A Polícia Federal tem recebido, em média, 1.500 denúncias diárias relacionadas a conteúdos abusivos contra crianças na internet, segundo informou a secretária de Direitos Digitais do Ministério da Justiça, Lilian Cintra de Melo. Para ela, esses números representam apenas “a ponta do iceberg” de uma realidade ainda mais preocupante. Sem um canal nacional unificado para denúncias, o governo federal já enviou à Casa Civil um projeto de lei que propõe a criação desse mecanismo. A expectativa, segundo Lilian, é entregar a proposta ao presidente Lula até o fim do ano.

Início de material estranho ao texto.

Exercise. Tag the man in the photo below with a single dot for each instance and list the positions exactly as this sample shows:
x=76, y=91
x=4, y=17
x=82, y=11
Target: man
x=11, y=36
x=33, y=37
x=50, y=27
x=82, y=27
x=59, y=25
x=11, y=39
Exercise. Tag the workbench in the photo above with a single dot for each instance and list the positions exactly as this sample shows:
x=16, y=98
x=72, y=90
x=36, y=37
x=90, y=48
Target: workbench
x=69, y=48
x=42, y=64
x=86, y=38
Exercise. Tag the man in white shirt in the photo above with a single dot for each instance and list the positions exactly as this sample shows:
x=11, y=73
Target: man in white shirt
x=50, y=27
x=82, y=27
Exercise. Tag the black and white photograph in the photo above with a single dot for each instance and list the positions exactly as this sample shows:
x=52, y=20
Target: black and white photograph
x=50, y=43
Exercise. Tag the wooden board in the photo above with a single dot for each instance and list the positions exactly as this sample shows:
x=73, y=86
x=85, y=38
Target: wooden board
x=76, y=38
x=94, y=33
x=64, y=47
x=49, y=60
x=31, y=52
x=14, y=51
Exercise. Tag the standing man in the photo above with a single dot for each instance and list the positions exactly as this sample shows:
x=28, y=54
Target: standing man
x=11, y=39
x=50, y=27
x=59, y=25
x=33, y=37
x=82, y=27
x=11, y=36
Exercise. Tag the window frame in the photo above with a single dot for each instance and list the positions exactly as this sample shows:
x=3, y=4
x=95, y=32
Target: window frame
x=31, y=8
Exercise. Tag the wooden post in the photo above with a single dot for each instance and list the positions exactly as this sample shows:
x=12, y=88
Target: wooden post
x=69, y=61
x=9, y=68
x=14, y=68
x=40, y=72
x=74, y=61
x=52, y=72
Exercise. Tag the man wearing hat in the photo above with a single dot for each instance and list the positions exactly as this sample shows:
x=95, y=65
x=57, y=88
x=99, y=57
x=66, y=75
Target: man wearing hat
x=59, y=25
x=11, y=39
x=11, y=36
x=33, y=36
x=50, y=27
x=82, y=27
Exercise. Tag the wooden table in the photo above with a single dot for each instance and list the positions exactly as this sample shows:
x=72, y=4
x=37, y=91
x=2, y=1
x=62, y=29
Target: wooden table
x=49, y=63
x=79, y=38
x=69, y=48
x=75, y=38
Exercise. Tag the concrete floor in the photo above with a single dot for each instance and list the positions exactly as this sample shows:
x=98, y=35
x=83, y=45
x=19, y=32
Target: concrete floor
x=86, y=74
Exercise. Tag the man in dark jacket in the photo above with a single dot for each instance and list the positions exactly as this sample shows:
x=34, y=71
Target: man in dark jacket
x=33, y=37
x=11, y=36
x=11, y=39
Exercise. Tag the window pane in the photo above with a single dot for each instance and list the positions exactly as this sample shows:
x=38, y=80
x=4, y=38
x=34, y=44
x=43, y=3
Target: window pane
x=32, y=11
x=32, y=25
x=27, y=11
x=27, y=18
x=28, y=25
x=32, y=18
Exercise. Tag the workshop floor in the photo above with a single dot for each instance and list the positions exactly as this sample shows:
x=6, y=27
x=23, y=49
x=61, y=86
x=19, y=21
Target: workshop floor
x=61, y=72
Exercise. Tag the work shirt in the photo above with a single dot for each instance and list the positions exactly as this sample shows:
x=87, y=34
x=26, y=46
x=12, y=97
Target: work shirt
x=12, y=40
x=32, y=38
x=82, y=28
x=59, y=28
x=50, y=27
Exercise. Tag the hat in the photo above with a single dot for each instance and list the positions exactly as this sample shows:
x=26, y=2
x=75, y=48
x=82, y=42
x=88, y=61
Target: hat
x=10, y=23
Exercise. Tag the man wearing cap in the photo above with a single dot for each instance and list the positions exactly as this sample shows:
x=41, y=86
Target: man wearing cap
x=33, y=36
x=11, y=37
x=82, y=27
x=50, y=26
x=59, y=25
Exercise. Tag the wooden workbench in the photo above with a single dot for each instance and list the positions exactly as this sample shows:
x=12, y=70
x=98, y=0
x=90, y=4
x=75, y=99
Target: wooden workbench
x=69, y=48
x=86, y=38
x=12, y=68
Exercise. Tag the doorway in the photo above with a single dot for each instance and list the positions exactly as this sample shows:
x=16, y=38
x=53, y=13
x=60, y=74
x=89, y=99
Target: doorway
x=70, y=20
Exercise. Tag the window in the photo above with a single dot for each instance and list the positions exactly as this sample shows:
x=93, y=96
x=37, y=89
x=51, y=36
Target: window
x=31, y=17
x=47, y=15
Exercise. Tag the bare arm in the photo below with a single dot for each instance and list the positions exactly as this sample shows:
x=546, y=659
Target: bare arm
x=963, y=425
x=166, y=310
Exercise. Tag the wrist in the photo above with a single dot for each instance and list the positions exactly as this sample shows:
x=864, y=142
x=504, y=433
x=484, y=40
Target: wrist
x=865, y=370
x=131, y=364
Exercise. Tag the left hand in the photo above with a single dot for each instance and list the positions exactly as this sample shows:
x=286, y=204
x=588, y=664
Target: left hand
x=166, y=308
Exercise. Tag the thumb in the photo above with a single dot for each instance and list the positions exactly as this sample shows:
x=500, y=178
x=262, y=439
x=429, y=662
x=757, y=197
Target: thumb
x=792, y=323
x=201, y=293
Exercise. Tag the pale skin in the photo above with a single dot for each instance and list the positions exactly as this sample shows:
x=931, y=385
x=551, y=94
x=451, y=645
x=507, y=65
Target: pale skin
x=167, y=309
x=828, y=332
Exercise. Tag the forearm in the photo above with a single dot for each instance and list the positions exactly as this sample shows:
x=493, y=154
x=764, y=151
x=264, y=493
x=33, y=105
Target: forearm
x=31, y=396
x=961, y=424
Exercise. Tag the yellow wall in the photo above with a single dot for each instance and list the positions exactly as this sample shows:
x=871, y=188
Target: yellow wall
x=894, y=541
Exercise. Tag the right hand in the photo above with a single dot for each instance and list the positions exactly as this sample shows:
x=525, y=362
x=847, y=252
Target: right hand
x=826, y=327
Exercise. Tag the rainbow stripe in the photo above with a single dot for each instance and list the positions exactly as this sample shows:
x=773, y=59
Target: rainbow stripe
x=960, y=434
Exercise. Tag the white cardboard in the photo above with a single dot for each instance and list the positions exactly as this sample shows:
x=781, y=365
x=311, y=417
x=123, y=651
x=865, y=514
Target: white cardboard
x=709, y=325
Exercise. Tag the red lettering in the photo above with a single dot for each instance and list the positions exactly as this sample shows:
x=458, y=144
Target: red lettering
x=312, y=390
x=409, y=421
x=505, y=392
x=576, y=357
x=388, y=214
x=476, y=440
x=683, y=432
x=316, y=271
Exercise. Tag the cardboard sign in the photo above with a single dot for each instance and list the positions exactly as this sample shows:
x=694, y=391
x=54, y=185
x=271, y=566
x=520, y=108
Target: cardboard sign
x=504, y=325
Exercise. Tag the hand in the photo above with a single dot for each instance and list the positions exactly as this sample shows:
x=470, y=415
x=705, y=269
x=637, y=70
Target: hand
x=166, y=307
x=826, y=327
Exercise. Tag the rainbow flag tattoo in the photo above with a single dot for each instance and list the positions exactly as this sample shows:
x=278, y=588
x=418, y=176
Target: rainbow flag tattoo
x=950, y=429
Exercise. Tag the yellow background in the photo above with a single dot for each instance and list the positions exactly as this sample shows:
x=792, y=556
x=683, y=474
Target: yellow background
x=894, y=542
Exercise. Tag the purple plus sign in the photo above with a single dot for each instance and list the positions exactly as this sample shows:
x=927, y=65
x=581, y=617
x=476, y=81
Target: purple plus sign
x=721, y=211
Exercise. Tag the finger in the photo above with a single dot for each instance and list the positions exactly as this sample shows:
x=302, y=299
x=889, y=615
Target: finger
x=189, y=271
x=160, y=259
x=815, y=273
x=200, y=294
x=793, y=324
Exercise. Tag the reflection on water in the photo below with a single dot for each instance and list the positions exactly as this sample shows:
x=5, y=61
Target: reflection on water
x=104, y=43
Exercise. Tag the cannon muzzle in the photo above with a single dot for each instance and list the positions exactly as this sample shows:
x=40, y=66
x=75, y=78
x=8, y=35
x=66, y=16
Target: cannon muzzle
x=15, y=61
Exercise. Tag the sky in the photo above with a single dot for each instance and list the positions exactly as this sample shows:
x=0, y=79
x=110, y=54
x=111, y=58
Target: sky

A gravidade da situação também foi destacada por Michelle Prado, pesquisadora especializada em radicalização e fundadora da ONG Stop Hate Brasil. “Estamos vivendo uma epidemia de radicalização on-line de crianças e adolescentes”, afirmou. Ela relata que, entre 2001 e 2024, foram registrados 61 atentados em escolas brasileiras — sendo 43 apenas nos últimos dois anos. “Foram centenas de apreensões desde 2023, muitas de adolescentes e até de crianças com menos de 12 anos envolvidas em redes de radicalização”, destacou. Segundo a especialista, o processo de aliciamento começa em plataformas abertas como TikTok e Instagram, e depois migra para aplicativos fechados e criptografados, como Discord, Telegram, Clover Space e SimpleX.
Michelle também descreve o funcionamento dessas redes criminosas: “Eles criaram o que chamam agora de palco, onde ficam administradores que incitam as vítimas a cometerem atos como se cortar, ingerir produtos tóxicos ou até atos de abuso sexual”, relatou. Os grupos operam com alto grau de anonimato e em tempo real, tornando o rastreamento difícil. Ela aponta ainda que o aplicativo SimpleX, descrito como “quase irrastreável”, tem sido cada vez mais usado para crimes envolvendo pornografia infantil: “Lá tem acontecido muito crime, principalmente relacionado ao abuso sexual infantil”, alertou.
Para a coordenadora da pós-graduação em Direito Digital do Instituto de Tecnologia e Sociedade da UERJ, Chiara de Teffé, o combate a esse tipo de crime exige uma atuação coordenada entre governos e plataformas digitais. “É fundamental que as plataformas adotem políticas mais rigorosas de monitoramento e colaboração com as autoridades”, defendeu. Ela reforça que é preciso investir também em educação digital como forma de prevenção: “Famílias, escolas e instituições devem trabalhar juntas para promover um ambiente seguro e de diálogo aberto sobre os riscos e potencialidades da internet”, concluiu.